Die Landung an sich war ein technisches Meisterwerk. Der Rover durchbrach die Atmosphäre um den Mars wie eine Wand. Der Hitzeschild musste eine Temperatur von 2000 Grad aushalten. In sieben Minuten musste der Roboter von 20.000 Kilometern pro Stunde auf Null gestoppt werden. Bei 1500 km/h öffnete sich ein Fallschirm, der den Rover abbremste. Bei 300 Stundenkilometern zündeten die Bremsraketen und verringerten weiter die Geschwindigkeit. Kurz bevor "Curiosity" auf dem Boden aufsetzte, fuhren drei Nylonseile aus, die "Curiosity" eine sanfte Landung auf dem Mars bescherten.

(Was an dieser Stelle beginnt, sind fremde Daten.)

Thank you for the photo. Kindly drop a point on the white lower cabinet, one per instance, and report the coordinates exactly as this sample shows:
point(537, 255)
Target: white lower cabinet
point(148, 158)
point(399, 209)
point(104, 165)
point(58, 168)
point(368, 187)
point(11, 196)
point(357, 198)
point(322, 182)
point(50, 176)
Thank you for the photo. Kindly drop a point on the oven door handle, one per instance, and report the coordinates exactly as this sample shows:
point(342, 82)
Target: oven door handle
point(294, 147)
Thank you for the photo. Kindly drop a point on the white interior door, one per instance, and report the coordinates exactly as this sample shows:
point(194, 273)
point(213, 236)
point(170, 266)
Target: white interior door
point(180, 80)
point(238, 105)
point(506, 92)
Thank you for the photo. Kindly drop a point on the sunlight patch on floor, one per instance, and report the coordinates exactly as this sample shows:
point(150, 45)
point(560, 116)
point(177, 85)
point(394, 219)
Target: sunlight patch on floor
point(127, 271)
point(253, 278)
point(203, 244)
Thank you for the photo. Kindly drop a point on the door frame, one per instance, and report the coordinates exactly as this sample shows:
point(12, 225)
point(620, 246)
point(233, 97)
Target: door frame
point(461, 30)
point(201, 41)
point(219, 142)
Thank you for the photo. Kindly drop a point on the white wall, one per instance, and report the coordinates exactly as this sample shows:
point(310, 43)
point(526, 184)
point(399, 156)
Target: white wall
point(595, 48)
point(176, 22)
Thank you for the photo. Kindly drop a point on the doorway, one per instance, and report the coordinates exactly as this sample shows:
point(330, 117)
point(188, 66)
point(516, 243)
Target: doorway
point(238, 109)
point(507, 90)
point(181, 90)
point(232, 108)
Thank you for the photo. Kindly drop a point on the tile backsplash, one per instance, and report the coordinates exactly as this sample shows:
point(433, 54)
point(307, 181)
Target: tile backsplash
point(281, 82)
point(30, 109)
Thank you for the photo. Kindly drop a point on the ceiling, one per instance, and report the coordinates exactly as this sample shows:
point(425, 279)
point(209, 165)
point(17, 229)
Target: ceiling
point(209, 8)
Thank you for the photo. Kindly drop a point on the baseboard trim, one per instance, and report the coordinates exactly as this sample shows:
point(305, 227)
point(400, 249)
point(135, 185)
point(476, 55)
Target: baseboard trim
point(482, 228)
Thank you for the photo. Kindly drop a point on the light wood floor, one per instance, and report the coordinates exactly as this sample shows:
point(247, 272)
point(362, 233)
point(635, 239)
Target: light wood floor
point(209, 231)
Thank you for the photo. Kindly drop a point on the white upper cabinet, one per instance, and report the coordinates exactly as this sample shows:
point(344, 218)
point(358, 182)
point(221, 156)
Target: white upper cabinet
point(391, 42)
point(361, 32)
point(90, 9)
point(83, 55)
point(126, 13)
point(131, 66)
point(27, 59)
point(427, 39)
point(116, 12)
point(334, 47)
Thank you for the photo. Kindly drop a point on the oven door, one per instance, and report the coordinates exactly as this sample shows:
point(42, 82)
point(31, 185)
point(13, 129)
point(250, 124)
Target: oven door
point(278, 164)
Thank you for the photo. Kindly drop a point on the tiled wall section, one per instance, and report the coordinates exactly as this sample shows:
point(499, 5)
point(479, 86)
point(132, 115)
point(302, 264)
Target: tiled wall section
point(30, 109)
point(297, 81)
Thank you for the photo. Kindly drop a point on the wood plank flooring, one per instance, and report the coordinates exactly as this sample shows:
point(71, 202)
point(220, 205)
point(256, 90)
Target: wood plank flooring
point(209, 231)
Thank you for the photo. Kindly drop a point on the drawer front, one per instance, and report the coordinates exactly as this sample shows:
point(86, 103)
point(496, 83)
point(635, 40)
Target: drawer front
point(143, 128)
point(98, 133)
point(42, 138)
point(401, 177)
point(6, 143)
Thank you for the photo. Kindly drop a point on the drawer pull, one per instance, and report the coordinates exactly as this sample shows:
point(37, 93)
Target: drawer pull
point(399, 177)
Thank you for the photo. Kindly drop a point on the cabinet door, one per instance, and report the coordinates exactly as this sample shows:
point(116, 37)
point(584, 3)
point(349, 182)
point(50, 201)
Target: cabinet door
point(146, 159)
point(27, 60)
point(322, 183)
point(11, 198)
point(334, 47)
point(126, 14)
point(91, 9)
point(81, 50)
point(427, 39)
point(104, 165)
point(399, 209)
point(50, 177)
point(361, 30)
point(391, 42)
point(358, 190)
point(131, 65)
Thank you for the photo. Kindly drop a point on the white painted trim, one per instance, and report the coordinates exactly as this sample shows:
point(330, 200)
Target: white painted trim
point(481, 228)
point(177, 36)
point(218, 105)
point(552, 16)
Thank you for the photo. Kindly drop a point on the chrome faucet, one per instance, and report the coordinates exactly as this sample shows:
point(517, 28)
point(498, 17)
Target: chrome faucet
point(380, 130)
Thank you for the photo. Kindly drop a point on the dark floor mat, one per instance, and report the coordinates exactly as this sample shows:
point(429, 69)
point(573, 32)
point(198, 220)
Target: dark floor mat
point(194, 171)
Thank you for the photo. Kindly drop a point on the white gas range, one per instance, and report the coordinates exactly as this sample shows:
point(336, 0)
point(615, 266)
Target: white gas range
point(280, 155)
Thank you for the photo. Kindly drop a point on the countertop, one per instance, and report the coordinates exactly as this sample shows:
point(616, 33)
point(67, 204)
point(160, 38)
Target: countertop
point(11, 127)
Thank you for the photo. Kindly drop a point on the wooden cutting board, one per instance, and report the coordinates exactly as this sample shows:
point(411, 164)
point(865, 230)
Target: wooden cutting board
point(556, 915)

Das sechsrädrige Fahrzeug mit einem Gewicht von 900 Kilogramm soll zwei Jahre lang den Mars nach Hinweisen auf die Existenz von Wasser und damit der Grundlage für Leben auf dem Roten Planeten erforschen.
Für diese Mission, die fast 2,5 Milliarden Dollar kostet, ist der Roboter sehr gut ausgestattet. Zwölf Kameras sind eingebaut sowie eine Mikrowelle, um Gesteinsproben zu schmelzen. Aus Deutschland stammt ein Messgerät, das die Strahlenbelastung anzeigt. Fünf Kilogramm Plutonium sorgen für den Antrieb.